Another World Refugee Day on June 20 was met with familiar indifference.Well, here is another sordid tale of Rohingya refugees in India, which shelters around 11,000 of them who have fled from Myanmar. The figure is from the UNHCR. They live mostly in Jammu, Delhi, Hyderabad and across Mizoram. Around 200 of them live in a makeshift camp in Madanapur Kahdar locality of Delhi Each family there has lost at least one person during anti-Muslim riots in Rakhine, western Myanmar.

The camp, which is run by the Zakat Foundation India is squalid. Houses are propped up with bamboo and covered by tarpaulin sheets. The thatched roofs are paper-weighted by big boulders. During the rains, the refugees bucketed out water from the narrow passages of the camp.

Abandoned people

This stateless minority – since they are not recognised in the land of Aung Saan Suu Kyi – has been exploited not only in Myanmar but also in Bangladesh which has recently said that it could not accommodate more people.

Abdul, 28, has been living in India for 28 years but has no citizenship. He does not have a birth certificate because he was born in an Indian jungle when his parents crossed over to India. “Nobody owns us,” he says on his stateless status. “We are born to tolerate everything silently,” he adds.

“In India we are at least safe and can practice our religion,” he adds.

The camp also houses around 10 destitute widows who are ragpickers. Samjida Begum, 20, lost her husband last year. She came to India illegally crossing the Indo-Bangladesh border. She is a ragpicker now, earning Rs 60-70 a day. She wants to educate her baby and bring her up in a peaceful environment. Most of the refugees work either as daily-wage labourers, rickshaw pullers, factory workers, or vegetable hawkers.

Equal treatment

Out of 50 families around 40 have so far received temporary refugee cards from the UNHCR which provides a subsistence allowance of Rs 1000 to each employed family. However, this allowance has not touched destitutes like Samjida Begum, and the handicapped.

But the UNHCR, which has the mandate over 24,000 refugees of various nationalities in India, says it is not discriminating against anyone. Replying by email to questions, a representative said that the Rohingyas were being treated at par with refugees of other countries. People in the camp call themselves refugees rather than migrants because they fled to India not on their own volition but due to anti-Muslim violence in Arakan state. They feared persecution and torture. Moreover their property had been appropriated by the government and hooligans.

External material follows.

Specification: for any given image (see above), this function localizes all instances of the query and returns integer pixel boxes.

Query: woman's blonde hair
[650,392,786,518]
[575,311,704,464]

“We had enough to eat and lived happily in our village, but Buddhists looted everything. We were intimidated,” Mohammad Haroon laments.

Meek criticism

On their expectations from the UNHCR and the Government of India, they contend that it has been satisfactory. They meekly criticise the Indian government and are appalled by its indifference. “For the past one-and-a-half years, nobody from the government has visited us,” says Mohammad Haroon.

However the UNHCR hails India in some regards. It says, “Overall, India offers safe asylum to refugees and asylum seekers. Despite the absence of a national legal framework for refugees, India has traditionally been hospitable towards refugees.”

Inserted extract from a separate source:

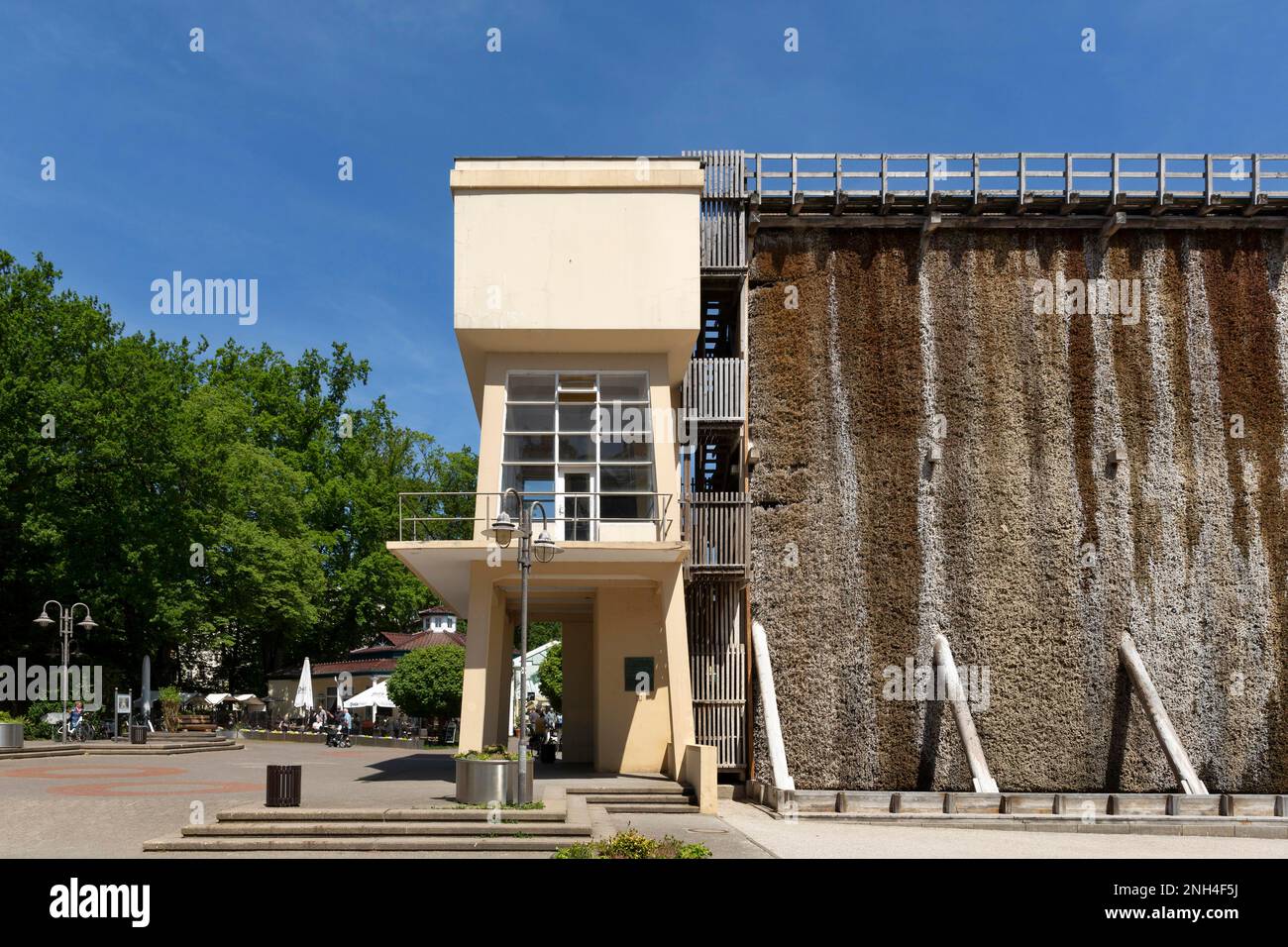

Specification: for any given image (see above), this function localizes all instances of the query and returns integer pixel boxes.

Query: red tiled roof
[268,631,469,681]
[400,631,465,651]
[312,657,398,678]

The Zakat Foundation says that this land had been granted for an orphanage. “After securing procedural documents, we will start building the orphanage. It might take around two months,” says the foundation’s secretary, Mumtaz Nazmi. Nobody knows what is in store for the Rohingyas once work on the orphanage begins.

(Shivnarayan recently passed out from the Asian College of Journalism, Chennai.)